Passports: Revocation or denial due to tax debt

I.R.C. Section 7345

If a taxpayer has “seriously delinquent tax debt,” the IRS will certify that debt to the State Department for action. The State Department will generally not issue a passport to a taxpayer after receiving certification from the IRS. Further, the State Department may revoke a taxpayer’s passport on certification from the IRS. “Seriously delinquent tax debt” is defined as a tax debt currently in excess of $51,000 (this is inflation adjusted), for which a notice of federal tax lien has been issued and all administrative remedies under I.R.C. section 6320 have lapsed or been exhausted, or a levy has been issued. Some tax debts are not included, even if they meet the above criteria.
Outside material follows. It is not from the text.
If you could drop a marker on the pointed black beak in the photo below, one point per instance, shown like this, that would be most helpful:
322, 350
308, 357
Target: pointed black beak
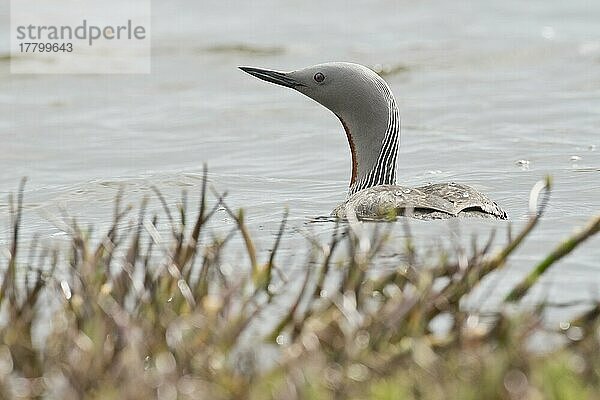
276, 77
This includes tax debt that is being paid timely on an IRS approved installment agreement, is being paid timely with an accepted Offer in Compromise, is pending a timely requested Collection Due Process hearing regarding a levy, or for which collection is suspended because of an application for innocent spouse relief. Additionally, a passport won’t be at risk under the program if the taxpayer is in bankruptcy, identified by the IRS as a victim of identity theft, if the taxpayer’s account is in currently not collectible, if the taxpayer resides in a federally declared disaster area, if the taxpayer has a pending request for an installment agreement, if the taxpayer has a pending Offer in Compromise, or if the taxpayer has an IRS accepted adjustment that will satisfy the debt in full. Before denying a passport, the State Department will hold the application for 90 days to allow the taxpayer to resolve any erroneous certification issues, make a full payment of the tax debt, or enter a payment arrangement with the IRS.